GLYNDON, Md. — For J. T. St. Bell, switching jobs nine months ago meant trading a dozen racehorses for 20,000 gastropod mollusks.
"I always said I'd do things until I didn't enjoy them anymore," said the fledgling entrepreneur, who explains that after 10 years in the horse-breeding business, "I had my fill of arrogant horse buyers." Besides, she adds, the transition from "slow horses to slow snails seems logical."
So these days, instead of raising, training and selling Arabians and thoroughbreds, she's displaying what she likes to call her "road show," a small plastic container holding four surprisingly lively petit gris snails, considered by gourmands to be among the best eating.

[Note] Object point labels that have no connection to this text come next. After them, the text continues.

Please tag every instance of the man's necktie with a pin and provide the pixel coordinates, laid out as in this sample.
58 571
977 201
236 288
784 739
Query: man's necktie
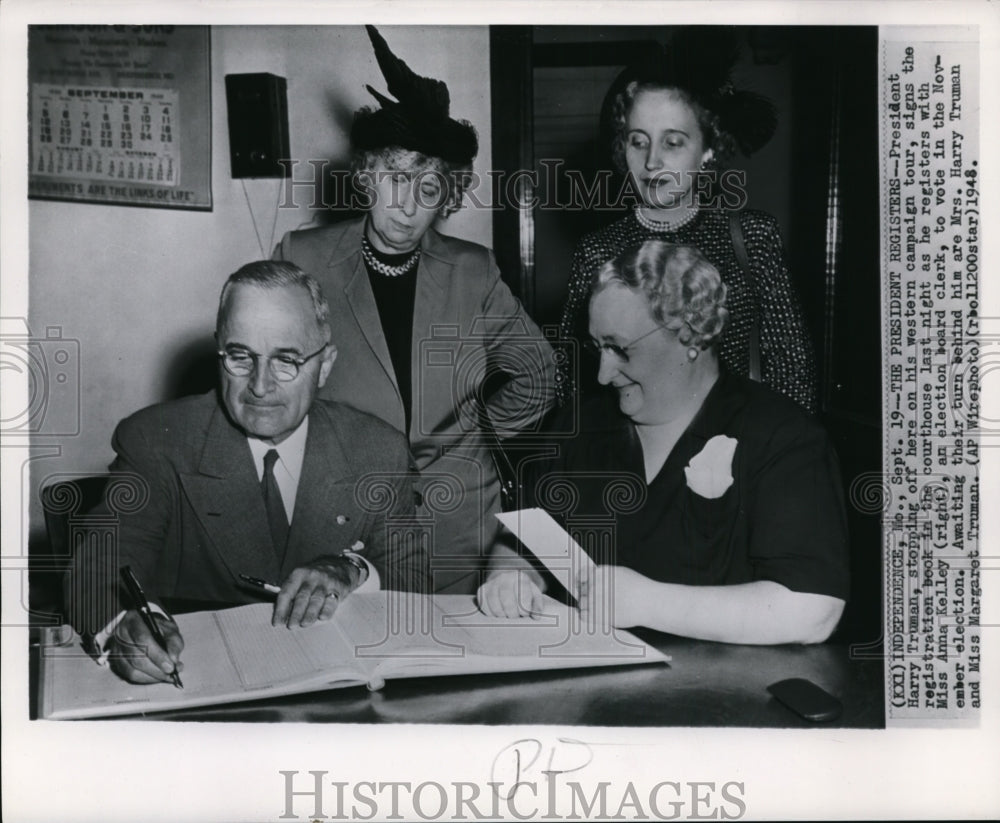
277 520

The rest of her slimy herd, just a few weeks away from market size, lies in several hundred deep plastic buckets, locked behind the doors of a two-story, barn-like structure that she has leased on a sprawling mushroom farm.
East Coast Escargot is what St. Bell calls her company, and it is the East Coast market that she intends to tap first, by offering both fresh and canned snails that she feels are superior to the imported variety more frequently encountered by consumers.
Hers is the first such business to be permitted by the state agriculture department to operate in Maryland, where snails are considered a serious plant pest, and one of apparently only two state-licensed commercial snail ranches in the United States. (The other is the 3-year-old Enfant Riant in Petaluma, Calif., which sells 20,000 to 25,000 dozen snails per month.)
Waiting List Includes French
Though St. Bell has yet to sell a single mollusk, her waiting list of potential clients includes a dozen French purveyors. "Can you imagine the French looking to America for a source for one of their prime treats?" she asked, laughing. (In fact, the French consume an estimated 30,000 tons of snails annually, according to the Center for Foreign Trade in Paris, and import what they can't produce themselves from Greece, Turkey, Indonesia and elsewhere.)
Belying St. Bell's market research and the success of her West Coast counterpart, Americans haven't demonstrated much affection for the stuff. A recent Gallup survey of unusual foods ranked snails just behind brains as the food consumers most detested, with 39% of those polled indicating that they would never want to try escargot .
That leaves 61% who might try snails, said a confident St. Bell. As with similar gourmet items, "this is a market already in place."
The businesswoman expects her snails, packed in spring water in 7 1/2-ounce cans, to sell for $7 to $9 a can retail. (At Sutton Place Gourmet in Washington, which sells the California product, a 7 1/2-ounce can costs $7.99; at Giant supermarket a 4 1/2-ounce tin of French snails costs $3.79; Safeway sells a 7-ounce can of French snails for $2.99.)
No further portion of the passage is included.